5. Complex patterns:

let pair = (0, -2);

match pair {
    (0, y) => println!("Y axis: {}", y),
    (x, 0) => println!("X axis: {}", x),
    _ => println!("Somewhere on the plane"),
}

Functionality:

• This example deals with a tuple pair containing two integers.
• The match checks if either of the integers is zero and identifies which axis the pair lies on, or otherwise acknowledges it's somewhere on the plane.

Advantage:

• Complex pattern matching like this is extremely useful for destructuring and handling various data types. It’s more efficient and readable than nested if-else statements, especially when dealing with multi-component data structures like tuples.

let array = [1, 2, 3];

match array {
    [0, ..] => println!("Array starts with 0"),
    [1, 2, 3] => println!("Array contains 1, 2, 3"),
    [_, _, _] => println!("Array has three elements"),
}

Functionality:

• Prefix match:
  [0, ..] uses the .. pattern to match any array starting with 0. If array starts with 0 (like [0, 4, 5]), it prints "Array starts with 0".
• Exact match:
  [1, 2, 3] matches an array that exactly contains 1, 2, 3. If array is [1, 2, 3], it prints "Array contains 1, 2, 3".
• Length match:
  [_, _, _] matches any array with exactly three elements, regardless of their values. If array has three elements like [7, 8, 9], it prints "Array has three elements". This acts more or less as a catch-all pattern, as the length of the array is known before pattern matching it.

Advantage:

• Pattern matching over arrays can be a powerful tool to validate the shape of the array or the elements it contains without resorting to more complex methods of traversing the array like fold or map.

Limitations and Consideration:

Rust’s pattern matching on arrays is limited because we need to know the size of the array at compile time. The patterns must account for the array’s length, which can be restrictive compared to other data types like vectors, where the length can be dynamic.
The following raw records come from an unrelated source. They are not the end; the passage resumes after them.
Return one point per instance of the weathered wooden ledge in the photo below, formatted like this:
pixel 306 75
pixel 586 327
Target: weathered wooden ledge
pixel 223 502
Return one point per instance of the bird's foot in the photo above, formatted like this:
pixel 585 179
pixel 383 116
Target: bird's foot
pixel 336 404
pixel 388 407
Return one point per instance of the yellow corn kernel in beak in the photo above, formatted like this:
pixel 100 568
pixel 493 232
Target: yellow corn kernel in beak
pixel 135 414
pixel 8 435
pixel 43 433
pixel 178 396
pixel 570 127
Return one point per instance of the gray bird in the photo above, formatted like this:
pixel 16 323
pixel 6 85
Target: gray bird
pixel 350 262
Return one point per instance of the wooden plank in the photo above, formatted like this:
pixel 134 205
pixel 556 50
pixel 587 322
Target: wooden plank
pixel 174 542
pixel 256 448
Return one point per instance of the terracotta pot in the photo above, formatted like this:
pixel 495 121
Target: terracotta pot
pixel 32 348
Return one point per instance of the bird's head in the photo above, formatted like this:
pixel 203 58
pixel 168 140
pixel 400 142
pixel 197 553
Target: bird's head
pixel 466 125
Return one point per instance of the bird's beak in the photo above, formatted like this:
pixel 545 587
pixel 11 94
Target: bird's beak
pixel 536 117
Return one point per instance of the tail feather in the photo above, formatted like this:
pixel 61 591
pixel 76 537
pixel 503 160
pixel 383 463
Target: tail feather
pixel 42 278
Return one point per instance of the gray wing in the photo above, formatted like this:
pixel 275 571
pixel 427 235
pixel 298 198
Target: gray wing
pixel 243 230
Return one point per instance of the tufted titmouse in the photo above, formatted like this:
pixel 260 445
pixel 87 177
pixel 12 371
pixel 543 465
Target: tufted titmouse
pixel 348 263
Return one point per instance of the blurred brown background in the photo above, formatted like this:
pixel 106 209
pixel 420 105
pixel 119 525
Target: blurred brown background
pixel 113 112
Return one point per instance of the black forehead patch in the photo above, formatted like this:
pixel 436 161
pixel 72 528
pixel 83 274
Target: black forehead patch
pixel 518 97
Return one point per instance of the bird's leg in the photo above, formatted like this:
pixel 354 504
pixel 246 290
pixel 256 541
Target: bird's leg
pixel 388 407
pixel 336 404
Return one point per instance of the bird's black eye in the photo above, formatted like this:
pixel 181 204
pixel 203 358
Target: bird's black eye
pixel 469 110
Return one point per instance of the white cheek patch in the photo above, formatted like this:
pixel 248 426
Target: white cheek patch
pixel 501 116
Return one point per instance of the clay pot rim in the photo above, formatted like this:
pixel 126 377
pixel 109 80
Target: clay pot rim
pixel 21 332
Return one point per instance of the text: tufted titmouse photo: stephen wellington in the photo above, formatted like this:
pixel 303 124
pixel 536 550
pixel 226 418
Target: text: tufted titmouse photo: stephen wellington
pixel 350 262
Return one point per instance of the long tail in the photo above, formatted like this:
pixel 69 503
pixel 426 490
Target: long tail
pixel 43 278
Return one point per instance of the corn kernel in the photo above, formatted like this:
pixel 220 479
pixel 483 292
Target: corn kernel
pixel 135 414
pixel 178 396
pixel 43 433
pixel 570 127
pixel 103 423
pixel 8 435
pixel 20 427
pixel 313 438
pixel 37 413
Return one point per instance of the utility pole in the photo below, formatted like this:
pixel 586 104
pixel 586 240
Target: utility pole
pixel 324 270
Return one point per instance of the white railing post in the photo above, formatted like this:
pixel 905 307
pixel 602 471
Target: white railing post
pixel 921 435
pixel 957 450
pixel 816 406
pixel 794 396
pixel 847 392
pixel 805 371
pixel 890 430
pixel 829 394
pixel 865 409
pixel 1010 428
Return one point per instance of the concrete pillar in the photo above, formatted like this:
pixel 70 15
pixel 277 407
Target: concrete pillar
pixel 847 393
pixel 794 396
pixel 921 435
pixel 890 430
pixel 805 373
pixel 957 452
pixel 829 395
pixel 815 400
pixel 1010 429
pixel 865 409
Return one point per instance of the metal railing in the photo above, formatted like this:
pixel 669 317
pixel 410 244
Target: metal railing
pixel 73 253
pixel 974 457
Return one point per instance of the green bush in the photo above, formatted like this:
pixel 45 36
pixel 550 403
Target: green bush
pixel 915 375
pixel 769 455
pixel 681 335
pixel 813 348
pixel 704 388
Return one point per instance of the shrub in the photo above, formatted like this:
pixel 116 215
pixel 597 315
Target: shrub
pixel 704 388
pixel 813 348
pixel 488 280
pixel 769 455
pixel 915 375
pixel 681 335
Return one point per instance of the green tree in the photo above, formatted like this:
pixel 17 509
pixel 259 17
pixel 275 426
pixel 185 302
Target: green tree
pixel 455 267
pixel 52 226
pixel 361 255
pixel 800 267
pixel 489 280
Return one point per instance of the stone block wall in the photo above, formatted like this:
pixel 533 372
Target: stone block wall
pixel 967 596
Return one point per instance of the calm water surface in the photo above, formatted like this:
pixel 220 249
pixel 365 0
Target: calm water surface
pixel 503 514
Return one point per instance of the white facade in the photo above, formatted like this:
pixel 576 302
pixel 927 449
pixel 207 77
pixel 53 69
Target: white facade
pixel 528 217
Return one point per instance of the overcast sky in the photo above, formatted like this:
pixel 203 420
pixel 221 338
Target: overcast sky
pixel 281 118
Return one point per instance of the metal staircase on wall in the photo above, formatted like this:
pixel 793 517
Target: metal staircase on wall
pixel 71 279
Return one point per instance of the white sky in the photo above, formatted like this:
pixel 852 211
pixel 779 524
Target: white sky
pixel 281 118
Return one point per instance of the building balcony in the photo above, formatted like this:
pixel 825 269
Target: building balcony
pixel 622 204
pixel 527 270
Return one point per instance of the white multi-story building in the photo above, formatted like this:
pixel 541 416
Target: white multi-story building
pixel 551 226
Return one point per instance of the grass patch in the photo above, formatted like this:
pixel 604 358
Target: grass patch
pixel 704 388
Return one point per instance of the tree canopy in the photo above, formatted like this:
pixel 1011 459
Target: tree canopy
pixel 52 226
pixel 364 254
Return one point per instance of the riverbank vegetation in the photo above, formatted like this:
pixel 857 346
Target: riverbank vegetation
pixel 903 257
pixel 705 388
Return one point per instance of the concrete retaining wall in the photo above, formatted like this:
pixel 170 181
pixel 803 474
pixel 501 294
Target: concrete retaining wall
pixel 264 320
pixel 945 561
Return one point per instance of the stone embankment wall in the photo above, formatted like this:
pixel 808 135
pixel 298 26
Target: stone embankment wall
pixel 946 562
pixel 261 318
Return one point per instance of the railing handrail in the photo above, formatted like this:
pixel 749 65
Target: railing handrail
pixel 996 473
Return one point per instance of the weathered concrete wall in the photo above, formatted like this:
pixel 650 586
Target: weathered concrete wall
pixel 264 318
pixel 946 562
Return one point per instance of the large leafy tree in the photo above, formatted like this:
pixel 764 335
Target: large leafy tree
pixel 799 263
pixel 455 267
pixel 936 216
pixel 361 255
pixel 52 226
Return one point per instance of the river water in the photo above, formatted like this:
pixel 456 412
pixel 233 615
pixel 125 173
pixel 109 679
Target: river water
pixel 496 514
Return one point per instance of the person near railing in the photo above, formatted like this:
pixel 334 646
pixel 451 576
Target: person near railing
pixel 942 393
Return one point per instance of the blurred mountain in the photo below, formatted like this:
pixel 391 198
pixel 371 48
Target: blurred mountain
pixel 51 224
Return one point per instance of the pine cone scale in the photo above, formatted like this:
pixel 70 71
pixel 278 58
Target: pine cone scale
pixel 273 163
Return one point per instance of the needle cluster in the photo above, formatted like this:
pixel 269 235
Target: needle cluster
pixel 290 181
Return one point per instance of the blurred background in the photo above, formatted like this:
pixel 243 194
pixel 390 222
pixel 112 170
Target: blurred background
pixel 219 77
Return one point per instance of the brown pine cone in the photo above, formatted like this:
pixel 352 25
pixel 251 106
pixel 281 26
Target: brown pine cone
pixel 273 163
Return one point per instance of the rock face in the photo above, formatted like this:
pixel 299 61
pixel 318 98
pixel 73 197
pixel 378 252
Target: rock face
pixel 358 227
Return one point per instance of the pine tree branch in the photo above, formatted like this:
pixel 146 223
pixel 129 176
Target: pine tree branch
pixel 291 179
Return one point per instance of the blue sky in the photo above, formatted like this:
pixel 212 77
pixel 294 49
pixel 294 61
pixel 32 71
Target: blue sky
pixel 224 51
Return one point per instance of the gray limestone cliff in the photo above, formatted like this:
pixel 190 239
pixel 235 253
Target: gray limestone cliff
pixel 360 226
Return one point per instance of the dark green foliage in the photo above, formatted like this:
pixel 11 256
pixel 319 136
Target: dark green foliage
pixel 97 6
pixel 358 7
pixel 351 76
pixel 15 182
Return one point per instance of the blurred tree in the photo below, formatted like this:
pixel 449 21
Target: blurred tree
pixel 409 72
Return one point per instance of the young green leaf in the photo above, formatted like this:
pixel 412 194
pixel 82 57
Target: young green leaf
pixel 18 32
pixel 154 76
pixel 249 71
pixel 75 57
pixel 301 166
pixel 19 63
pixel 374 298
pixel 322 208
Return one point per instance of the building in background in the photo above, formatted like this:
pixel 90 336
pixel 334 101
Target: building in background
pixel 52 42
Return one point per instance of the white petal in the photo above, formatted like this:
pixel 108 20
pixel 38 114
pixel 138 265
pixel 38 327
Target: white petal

For small and fixed-size arrays, pattern matching can offer a concise and readable way to handle array-based logic, but it becomes more cumbersome to use for longer arrays.

Why Prefer Pattern Matching over If Conditions

Pattern matching is a powerful feature because it’s not just about checking equality — it can destructure data types like tuples or enums to extract values directly.

This makes code more concise, readable, and less error-prone compared to a series of if statements, especially when dealing with complex data structures.

Pattern matching also ensures that all possible cases are handled, either specifically or through a default case, making your code more robust.

In summary, pattern matching in Rust provides a clear, concise, and powerful way to handle conditional logic.

It shines particularly when working with Rust’s various data types like enums and options, allowing developers to write more readable and maintainable code.

Whether you’re dealing with simple values or complex data structures, pattern matching can greatly simplify your Rust code.

Final words

Pattern matching in Rust offers a structured and elegant way to handle different types of data and conditions.

Its ability to destructure and match against different data types and structures makes it a preferable choice over traditional conditional statements in many cases.

This leads to code that is not only more readable and maintainable but also ensures comprehensive handling of all possible cases in a safe and robust manner.